In August, I had the opportunity to attend an AI journalism lab alongside many like-minded journalists. During the two-day training, we met an official from the National University of Sciences and Technology (NUST) who explained how the university is working with the government and a telecom company to build Pakistan’s indigenous large language model (LLM).
One reporter asked: why do we need our own LLM when we already have great models in the market? My understanding so far is that we are building our localised or fine-tuned LLM using open-source foundations, such as Meta's Llama, the parent company of Facebook. And before I get back to the reporter’s question, it is time for a flashback.
Earlier this year, during my Deep Learning course, we had an assignment where we were asked to create a model that could recognise an individual’s gender, age and race based on the photo provided. It is a classic model with YouTube full of the code sheet (for those who want to try). Anyway, when I fed my public photo to the model, it came up with a hilarious result: Male, 10 and White. Beyond the initial laughter that the response elicited, we identified several factors that helped justify the weak response. One, I had pigtails, which may have confused the model.
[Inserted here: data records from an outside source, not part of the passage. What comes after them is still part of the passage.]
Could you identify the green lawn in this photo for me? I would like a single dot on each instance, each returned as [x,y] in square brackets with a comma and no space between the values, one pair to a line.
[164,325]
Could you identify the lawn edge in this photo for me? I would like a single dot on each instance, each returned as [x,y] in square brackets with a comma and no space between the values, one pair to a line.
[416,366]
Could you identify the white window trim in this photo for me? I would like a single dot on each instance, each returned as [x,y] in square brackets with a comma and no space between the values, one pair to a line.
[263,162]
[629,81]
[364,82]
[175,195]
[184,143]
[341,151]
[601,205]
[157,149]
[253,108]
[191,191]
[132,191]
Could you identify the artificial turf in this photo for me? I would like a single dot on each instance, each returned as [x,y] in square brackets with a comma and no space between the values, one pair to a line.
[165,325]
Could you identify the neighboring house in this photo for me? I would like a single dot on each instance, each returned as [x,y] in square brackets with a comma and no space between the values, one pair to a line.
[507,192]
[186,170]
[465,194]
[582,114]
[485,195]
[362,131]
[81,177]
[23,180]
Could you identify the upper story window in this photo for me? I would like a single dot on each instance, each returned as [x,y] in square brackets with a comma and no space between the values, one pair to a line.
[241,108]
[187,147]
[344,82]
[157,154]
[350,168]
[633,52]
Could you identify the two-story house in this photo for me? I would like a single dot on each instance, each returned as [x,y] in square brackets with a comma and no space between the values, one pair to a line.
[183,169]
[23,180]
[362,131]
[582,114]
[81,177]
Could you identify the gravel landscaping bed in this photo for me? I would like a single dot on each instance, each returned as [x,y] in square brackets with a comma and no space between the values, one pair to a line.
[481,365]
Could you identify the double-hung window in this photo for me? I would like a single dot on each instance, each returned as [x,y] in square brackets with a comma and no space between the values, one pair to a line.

Second, the data set that we used had a few photos of people from the South Asian region, making the model unable to study my features. When a model is not shown what a particular group of people look like, it is bound to make mistakes. If models have not seen the data or if their interaction with a particular set of data is minimal, the responses cannot be accurate. In our race recognition model, there were over 10,000 photos of white people. For South Asians, the number was close to 2,000 (if I could recall correctly). Naturally, the model did not have many versions of South Asian people.
Now I can go back to the reporter’s question. That millions of people are using AI and that companies are pouring billions of dollars into AI and that Amazon’s chief Jeff Bezos has even recommended building data centres in space all show that AI is not going anywhere. We can snigger at it all we want, but these models are here to stay – and will be very much integrated in our appliances and in our apps. Models require data, and sourcing accurate data to train the model is not always easy.
A few months back, while preparing my presentation for a training for media students, I consciously used AI for a few photos to show the students where the model’s responses lack. I asked the model to generate a photo of a Pakistani woman working in a newsroom. To my surprise, in most photos, the Pakistani woman was wearing a sari and heavy jewellery. Then, I asked the model to generate a photo of Karachi in 2050 with skyscrapers, a beautiful tram and flying cars. I also asked it to show the city as pedestrian-friendly. When it showed the image of people walking around, I noticed one thing: almost all of them were wearing skullcaps; some had a waistcoat on; and some were wearing thobes (a dress style more popular in the Middle East) – hardly how people in Karachi are seen. When I asked it to generate a photo of a rickshaw, it came up with images of pulled rickshaws that are more common in Bangladesh and India, or tourist spots in Malaysia.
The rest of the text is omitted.